No. 9 Tennessee 75, Middle Tennessee 54
Tyler Smith knew J.P. Prince was ready for a breakout game after watching him hit jumpers during the shootaround.
Prince followed through by scoring a season-high 17 points Friday night, and No. 9 Tennessee showed off its depth in beating Middle Tennessee 75-54 in the first game of the Sun Belt Classic doubleheader. It was a nice turnaround for the senior guard, who hadn't scored more than eight in a game this season and found himself coming off the bench.
``It was great to see him come out and play with confidence, play effectively at both ends of the floor,'' Tennessee coach Bruce Pearl said.
``I'd like to see him get on the boards some, but I was really happy for J.P. He just hasn't been as productive.

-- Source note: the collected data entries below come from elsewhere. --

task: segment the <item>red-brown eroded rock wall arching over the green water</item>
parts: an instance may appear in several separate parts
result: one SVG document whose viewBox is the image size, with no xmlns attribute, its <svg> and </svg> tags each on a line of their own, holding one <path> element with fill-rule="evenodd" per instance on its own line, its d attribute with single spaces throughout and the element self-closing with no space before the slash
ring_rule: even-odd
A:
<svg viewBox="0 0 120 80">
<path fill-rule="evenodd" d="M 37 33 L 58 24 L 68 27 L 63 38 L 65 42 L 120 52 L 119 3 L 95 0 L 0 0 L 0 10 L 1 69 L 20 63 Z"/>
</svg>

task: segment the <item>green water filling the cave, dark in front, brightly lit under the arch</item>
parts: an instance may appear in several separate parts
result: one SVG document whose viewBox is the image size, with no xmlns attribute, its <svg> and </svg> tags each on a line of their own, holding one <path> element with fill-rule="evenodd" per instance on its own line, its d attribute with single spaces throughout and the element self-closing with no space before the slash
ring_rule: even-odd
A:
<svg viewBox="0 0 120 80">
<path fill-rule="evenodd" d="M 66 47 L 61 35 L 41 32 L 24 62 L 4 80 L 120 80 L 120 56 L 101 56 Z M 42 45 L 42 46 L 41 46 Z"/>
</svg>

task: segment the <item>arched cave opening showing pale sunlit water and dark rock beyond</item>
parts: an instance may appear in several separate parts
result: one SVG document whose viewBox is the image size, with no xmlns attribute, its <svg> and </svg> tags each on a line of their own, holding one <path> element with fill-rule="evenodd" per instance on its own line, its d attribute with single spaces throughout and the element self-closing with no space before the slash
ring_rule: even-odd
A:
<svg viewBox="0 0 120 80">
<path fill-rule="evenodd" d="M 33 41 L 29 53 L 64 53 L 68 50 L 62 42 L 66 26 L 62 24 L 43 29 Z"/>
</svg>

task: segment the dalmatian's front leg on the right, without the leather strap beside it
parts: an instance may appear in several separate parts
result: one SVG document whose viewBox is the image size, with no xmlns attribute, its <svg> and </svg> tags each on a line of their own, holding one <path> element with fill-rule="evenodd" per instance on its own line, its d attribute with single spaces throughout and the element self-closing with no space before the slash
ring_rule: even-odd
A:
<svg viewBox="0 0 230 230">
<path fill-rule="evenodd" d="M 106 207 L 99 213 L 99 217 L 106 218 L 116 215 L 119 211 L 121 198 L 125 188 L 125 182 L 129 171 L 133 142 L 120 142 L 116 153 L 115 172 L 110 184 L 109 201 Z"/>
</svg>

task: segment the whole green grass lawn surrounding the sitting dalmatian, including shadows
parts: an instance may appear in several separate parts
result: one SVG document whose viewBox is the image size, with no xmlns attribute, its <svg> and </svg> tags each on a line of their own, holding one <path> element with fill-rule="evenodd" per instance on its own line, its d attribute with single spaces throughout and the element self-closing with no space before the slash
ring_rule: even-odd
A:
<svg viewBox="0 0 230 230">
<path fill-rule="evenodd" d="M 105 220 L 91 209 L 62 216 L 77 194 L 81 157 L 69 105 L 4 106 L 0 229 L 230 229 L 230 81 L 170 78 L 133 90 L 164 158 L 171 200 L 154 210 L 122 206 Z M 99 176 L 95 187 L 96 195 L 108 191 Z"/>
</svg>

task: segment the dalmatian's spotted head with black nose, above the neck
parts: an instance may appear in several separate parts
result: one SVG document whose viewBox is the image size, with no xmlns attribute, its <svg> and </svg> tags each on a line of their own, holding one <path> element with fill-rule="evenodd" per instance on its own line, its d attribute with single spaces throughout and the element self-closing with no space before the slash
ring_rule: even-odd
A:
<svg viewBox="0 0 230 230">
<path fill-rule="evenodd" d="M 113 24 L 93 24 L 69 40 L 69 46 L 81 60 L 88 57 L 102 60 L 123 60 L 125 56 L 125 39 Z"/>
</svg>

It's been talked about a little bit, was written about a little bit. It was all fair and right. We've been talking about it, and so he'll feel better about himself now.''
Prince didn't grab a single rebound, but he proved he had found his shooting stroke. He hit 6 of 8 from the floor, was 4 of 5 from the foul line, blocked a shot and had a couple steals.
``He had a good workout this morning,'' Smith said.
His play helped on a night when leading scorer Scotty Hopson was held to one point, well under his 15.7 average coming in. He missed all three of his shots.
Tyler Smith also sat out about the last 10 minutes after twisting an ankle.
The Vols (7-1) hadn't played since downing East Tennessee State on Dec. 2, and the nine-day layoff led to some sloppy play. The ugliest came when Wayne Chism clanked his one-handed dunk attempt off the right rim in the second half. Bobby Maze added 12 points for Tennessee, which shot 50 percent (27-of-54) for the game.
``It was a workmanlike game,'' Pearl said.
Vanderbilt played Western Kentucky in the second game pitting two Sun Belt teams against Tennessee's two Southeastern Conference members.
Middle Tennessee (3-6) lost its third straight overall and eighth consecutive in the series. Desmond Yates led the Blue Raiders with a game-high 26 points, and James Washington had 11.
Tennessee took the lead for good on Cameron Tatum's 3-pointer less than 3 minutes into the game. The Vols led 37-30 at halftime and pushed it to as much as 22 in the second half, when Prince beat the shot clock with a 3-pointer to make it 68-46 with 5:36 left.
Pearl credited the Vols' press with wearing down Middle Tennessee, even though the Blue Raiders only turned it over 12 times.
Blue Raiders coach Kermit Davis denied the press affected his team that much, instead pointing to four of his top six scorers struggling.
``And I can only think of two bad shots,'' Davis said.
Middle Tennessee led only once off Yates' layup in the first minute, and his layup moments later tied it at 4. But he was the only player to score for the Blue Raiders until Washington hit a 3-pointer with 13:08 left.
By then, six different Vols had scored.
Yates hit five of his first six shots, and his 3-pointer with 14:19 remaining pulled the Blue Raiders within 13-11. He hit a jumper midway through the half to make it 19-16, before Tennessee scored seven straight points capped by a three-point play by Prince to give the Vols' their first double-digit lead.
That was part of a 15-4 spurt, with Maze's 3 giving Tennessee its biggest lead of the half at 34-20 with 4:19 left.
The Vols picked up some needless fouls, sending Washington to the line. He made 4 of 5 shots, and Trevor Ottley's bucket just before halftime pulled the Blue Raiders within 37-30.
Middle Tennessee got a technical foul in the final minute for trying to call a time-out when the Blue Raiders didn't have any.